ESPN writer William C. Rhoden had an interesting take on newly crowned NBA champion Nikola Jokic, who was also awarded the Finals MVP for leading the Denver Nuggets to the title. His accolades are largely due to his being White.

Death, taxes, and race hustlers are three things that can be counted on forever.

In a piece written for ESPN website Andscape, which focuses on racial topics, Rhoden took people to task for saying that Jokic is the GOAT, or “greatest of all time.”

Only, no one is saying that. Jokic may have cracked the top 20 or be near that honor, but no sane sports fan puts him number one. But facts should never interfere with a line of reasoning. Or writing.

Rhoden continued, noting that former NBA player and current analyst Kendrick Perkins suggested that racism was behind the push for Jokic to win his third consecutive MVP award. He said Perkins was slammed for pointing to “Great White Hope-ism” in the league.

Not content to stop there, the writer turned back the clock to the 1980s when a similar controversy surrounded NBA great Larry Bird. The Detroit Pistons had just lost a heartbreaker to Bird’s Boston Celtics, and Dennis Rodman was asked after the game about his celebrated opponent.

The mercurial Rodman called Bird “very overrated” and said his three consecutive MVPs were due to being White. After giving the Celtic great a bit of praise, the Piston said that “if he was Black, he’d be just another guy.”

This caused a firestorm at the time, similar to that unleashed by Perkins’ recent remarks.

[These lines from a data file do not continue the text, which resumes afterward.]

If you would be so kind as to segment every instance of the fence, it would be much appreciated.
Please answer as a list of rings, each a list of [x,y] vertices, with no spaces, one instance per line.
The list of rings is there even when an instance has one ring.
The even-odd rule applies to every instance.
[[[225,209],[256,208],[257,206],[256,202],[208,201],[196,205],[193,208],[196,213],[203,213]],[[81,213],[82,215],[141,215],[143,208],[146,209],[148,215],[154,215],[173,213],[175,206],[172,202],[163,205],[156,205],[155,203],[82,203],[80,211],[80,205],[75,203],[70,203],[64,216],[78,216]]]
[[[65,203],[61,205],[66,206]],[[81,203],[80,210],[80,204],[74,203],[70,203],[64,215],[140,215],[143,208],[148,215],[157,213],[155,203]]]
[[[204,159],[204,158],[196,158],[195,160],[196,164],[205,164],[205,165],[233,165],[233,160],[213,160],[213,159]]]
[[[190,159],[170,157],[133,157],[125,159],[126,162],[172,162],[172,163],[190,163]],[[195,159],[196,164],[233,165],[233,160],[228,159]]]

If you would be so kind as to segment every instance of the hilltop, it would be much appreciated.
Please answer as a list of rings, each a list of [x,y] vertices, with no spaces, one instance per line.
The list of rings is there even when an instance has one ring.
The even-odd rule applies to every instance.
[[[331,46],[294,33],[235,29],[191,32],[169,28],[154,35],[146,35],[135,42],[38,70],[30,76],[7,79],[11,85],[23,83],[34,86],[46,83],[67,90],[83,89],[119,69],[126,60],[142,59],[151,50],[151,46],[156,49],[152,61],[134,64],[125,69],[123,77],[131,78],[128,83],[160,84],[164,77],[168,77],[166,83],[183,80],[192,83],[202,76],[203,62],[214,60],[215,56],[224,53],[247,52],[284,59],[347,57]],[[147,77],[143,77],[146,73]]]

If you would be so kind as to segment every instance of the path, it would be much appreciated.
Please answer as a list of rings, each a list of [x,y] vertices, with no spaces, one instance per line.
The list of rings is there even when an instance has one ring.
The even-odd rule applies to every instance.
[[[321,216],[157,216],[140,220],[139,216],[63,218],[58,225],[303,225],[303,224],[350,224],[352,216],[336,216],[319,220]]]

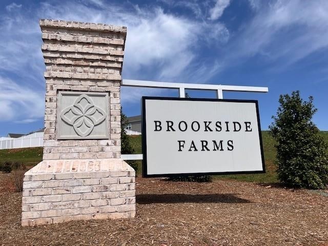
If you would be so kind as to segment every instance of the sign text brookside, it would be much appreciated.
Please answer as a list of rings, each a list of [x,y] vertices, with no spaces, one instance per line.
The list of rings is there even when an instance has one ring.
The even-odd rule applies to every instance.
[[[143,175],[265,172],[257,101],[142,97]]]

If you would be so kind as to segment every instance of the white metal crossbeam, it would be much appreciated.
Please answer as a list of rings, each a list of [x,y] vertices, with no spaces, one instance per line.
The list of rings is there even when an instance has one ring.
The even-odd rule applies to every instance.
[[[222,91],[243,91],[249,92],[268,92],[268,87],[256,86],[227,86],[223,85],[208,85],[204,84],[171,83],[157,82],[155,81],[137,80],[134,79],[122,79],[121,85],[137,87],[152,88],[178,89],[180,97],[184,97],[184,90],[211,90],[217,91],[217,97],[223,98]]]

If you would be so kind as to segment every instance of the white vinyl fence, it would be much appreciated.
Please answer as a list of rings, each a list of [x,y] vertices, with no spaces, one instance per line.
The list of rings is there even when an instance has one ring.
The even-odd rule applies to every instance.
[[[0,150],[43,146],[43,136],[25,138],[10,138],[0,140]]]
[[[141,135],[141,132],[126,130],[128,135]],[[0,137],[0,150],[6,149],[18,149],[19,148],[43,147],[43,132],[23,136],[17,138]]]

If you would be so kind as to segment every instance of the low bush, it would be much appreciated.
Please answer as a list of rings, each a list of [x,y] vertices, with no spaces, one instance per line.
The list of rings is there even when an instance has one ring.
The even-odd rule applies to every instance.
[[[10,173],[12,170],[12,166],[11,162],[10,161],[5,161],[4,163],[3,167],[3,171],[5,173]]]
[[[24,174],[26,170],[23,168],[14,169],[13,171],[12,179],[15,184],[15,189],[17,192],[23,191],[23,183]]]
[[[131,166],[133,169],[134,169],[136,176],[138,170],[138,162],[135,160],[127,160],[126,162],[128,164]]]
[[[191,176],[177,176],[169,179],[171,181],[181,181],[185,182],[211,182],[213,178],[211,176],[208,175],[191,175]]]

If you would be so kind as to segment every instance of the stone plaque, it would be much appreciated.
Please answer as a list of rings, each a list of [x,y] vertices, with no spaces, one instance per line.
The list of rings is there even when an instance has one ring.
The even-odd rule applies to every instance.
[[[109,138],[108,93],[58,91],[57,138]]]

Rhoden’s article, for the record, did not expose one single instance of one single person saying that Jokic is the greatest basketball player to ever wear shorts. White or otherwise.

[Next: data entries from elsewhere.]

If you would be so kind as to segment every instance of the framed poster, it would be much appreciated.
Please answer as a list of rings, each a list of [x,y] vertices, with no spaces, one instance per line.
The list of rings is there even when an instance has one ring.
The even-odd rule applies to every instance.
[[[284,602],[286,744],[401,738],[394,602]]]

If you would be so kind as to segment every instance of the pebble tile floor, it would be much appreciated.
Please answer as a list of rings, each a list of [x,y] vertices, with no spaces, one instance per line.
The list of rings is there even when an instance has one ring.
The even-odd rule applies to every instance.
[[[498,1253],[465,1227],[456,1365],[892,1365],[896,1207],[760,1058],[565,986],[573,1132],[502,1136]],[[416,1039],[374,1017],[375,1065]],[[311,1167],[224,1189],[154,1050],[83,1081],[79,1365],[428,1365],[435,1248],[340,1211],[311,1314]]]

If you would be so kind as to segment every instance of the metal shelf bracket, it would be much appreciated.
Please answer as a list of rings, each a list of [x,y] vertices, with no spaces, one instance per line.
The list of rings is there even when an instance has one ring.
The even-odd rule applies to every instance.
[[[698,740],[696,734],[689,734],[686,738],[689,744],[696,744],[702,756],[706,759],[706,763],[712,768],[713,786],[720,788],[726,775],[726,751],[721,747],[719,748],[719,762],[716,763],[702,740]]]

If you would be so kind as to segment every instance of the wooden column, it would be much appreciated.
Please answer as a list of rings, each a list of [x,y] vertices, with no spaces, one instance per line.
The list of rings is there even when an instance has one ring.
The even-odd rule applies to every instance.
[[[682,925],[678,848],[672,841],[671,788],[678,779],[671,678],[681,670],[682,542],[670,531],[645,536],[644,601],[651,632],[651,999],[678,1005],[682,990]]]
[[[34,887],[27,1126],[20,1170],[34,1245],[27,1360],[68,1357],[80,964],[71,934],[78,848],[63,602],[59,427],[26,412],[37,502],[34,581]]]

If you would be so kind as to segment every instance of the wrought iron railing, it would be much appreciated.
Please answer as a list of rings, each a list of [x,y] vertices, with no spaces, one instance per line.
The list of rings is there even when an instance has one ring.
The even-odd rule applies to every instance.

It is inarguable that the Denver Nugget is on top of the basketball world, despite being denied his third straight MVP award. Being the NBA champion surely healed that wound, and hoisting the Finals MVP trophy was icing on the cake.

But for Rhoden and ESPN in general, the temptation to inject race into any dialogue was far too tempting to resist. No one said that Jokic was better than Jordan, James, or even Bird at this point. But that didn’t matter.

What mattered was stirring the pot, creating controversy where there was none. And in that category in sports, ESPN is clearly the worldwide leader they proclaim themselves to be.